Fortunately, (or unfortunately), many people like him who have ADHD and live in the moment, suffer from other conditions as well – called co-morbidities – so while my son might be that full-time nutter that everyone dares to do crazy stuff, ( because he will), like Richard Branson or Robbie Williams – his anxiety reins him in… sometimes.

 

Kurt was away last week on his first holiday with mates.

 

Many of you, who have followed our journey with our son, will understand that those seven days marked a pivotal moment for us in his development, somewhere close to graduation in a normal kid’s life, because the stepping-stones are very different with these types of kids.

 

For all his bravado about the trip the week before he left, he called me at the airport when he arrived, then again when he was seated on the plane, and then the minute he arrived in the baggage hall.

 

‘You don’t need to call me every five minutes,’ I said crabbily, after the fifth call in two hours, while I was still trying to separate my own mixed emotions of anxiety for him and the freedom from stress for a week that were battling in my chest.

 

‘I’m not sure what the fuck I’ve done?’ he replied bleakly, on the other side of an adrenaline hit that had got him through his fear of flying, and now confronted by the realisation that he was away, on his own, with four equally irresponsible mates for a week.

 

Their stay was to be an interesting life lesson for him, with no-one to clear away the dinner plates and beer bottles from the night before, hang up wet swimmers and towels. Then there would be his own personal discoveries that not all people have the same high standards when it comes to hygiene as his OCD temperament demands, or that some snore.

 

Inevitably, he’d spent his budget for the week within 24 hours.
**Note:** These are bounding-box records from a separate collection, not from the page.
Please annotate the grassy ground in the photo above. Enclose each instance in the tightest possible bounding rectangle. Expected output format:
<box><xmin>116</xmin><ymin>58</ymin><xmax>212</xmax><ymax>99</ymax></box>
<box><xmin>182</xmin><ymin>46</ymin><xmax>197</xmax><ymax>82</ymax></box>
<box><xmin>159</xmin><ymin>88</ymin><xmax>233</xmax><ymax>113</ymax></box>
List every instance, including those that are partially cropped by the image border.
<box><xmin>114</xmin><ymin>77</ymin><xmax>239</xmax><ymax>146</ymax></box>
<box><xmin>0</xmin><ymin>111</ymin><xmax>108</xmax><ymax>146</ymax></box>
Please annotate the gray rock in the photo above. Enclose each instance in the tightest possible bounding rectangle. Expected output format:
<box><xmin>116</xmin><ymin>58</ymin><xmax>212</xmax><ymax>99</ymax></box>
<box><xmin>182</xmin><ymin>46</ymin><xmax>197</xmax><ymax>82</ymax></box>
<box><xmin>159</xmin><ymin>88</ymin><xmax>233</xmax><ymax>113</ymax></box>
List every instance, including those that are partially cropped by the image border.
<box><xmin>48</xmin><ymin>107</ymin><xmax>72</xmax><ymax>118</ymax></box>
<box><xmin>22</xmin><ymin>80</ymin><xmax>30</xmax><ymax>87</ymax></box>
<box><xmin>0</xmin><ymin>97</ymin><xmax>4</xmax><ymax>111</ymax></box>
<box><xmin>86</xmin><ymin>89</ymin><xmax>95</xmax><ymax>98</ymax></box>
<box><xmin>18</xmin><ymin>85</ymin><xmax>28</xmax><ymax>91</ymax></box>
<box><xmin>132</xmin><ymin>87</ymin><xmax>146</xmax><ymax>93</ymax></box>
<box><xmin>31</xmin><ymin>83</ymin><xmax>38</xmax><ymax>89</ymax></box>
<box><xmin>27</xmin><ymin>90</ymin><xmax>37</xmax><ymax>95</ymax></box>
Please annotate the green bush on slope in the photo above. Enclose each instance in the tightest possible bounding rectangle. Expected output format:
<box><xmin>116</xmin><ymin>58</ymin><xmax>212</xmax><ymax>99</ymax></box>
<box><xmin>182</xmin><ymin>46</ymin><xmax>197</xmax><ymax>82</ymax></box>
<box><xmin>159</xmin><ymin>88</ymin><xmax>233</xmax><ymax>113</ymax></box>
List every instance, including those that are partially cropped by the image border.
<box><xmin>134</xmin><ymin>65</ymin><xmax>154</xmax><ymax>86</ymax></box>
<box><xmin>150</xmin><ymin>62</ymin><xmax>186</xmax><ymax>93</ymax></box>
Money management is a tricky old thing for any young adult to learn, but more so when you are naively impulsive, have no fear of consequences and find it impossible to plan ahead.

 

Hence, he bought a tee-shirt as soon as he got there, because that’s exactly what you do when you’re on a really tight budget with barely enough money for food and drink. He did remember to contribute to the household food shop, which was lucky, because I knew his friends would feel zero fucks if he lay starving on the floor in front of them “Trainspotting-style”.

 

He paid for the holiday out of his first real earnings and I’m proud of him for that. He organised it with his friends without any input from us, from the planning stage through to the well-timed negotiation session with us to borrow the last wedge of cash he needed, and sat patiently through the final negotiations as the old man formalised his contract with us detailing terms of interest and repayment deadlines.

 

He booked his own flight – at the last minute and under the influence – thereby incurring $100 of unnecessary extra costs to choose his seats, (next to the emergency exit), and to increase his baggage allowance to 20 kgs – slightly excessive for a few tee shirts and a pair of swimmers, I thought, but another life lesson learned.

 

Life Rule Number 1: Never make important financial decisions when you’re drunk.

 

The silence was golden in our house for those seven glorious days, although I missed the puppy dog radiant energy and unflappable enthusiasm that Kurt brings to it, even when his chips are so far down the swanny that the average man would cave in.

 

The next stage of the growing up process lay waiting for him at home, where a fine for illegal entry onto a train without a ticket has sat on the old man’s desk for weeks, tormenting him rather than Kurt.

 

Our son’s defiant disregard for ‘the system’ is one to be applauded if you’re a liberal like me, and only when it was explained to him that his refusal to pay could result in dire consequences to his credit history, he said he’d think about it; prompting the old man to have a mild panic attack. How can our kids turn out so different to us? $200 is no small sum, and could have kept him in fags for a few weeks.

 

I feel for him, because not only has he been forced to learn about responsibility, but he’s also learning the sad acceptance that perhaps he won’t be the one to change the world after all.

 

We were all anti-establishment once upon a time. Well…apart from the old man.

 

Fortunately for Kurt, tomorrow is always another day.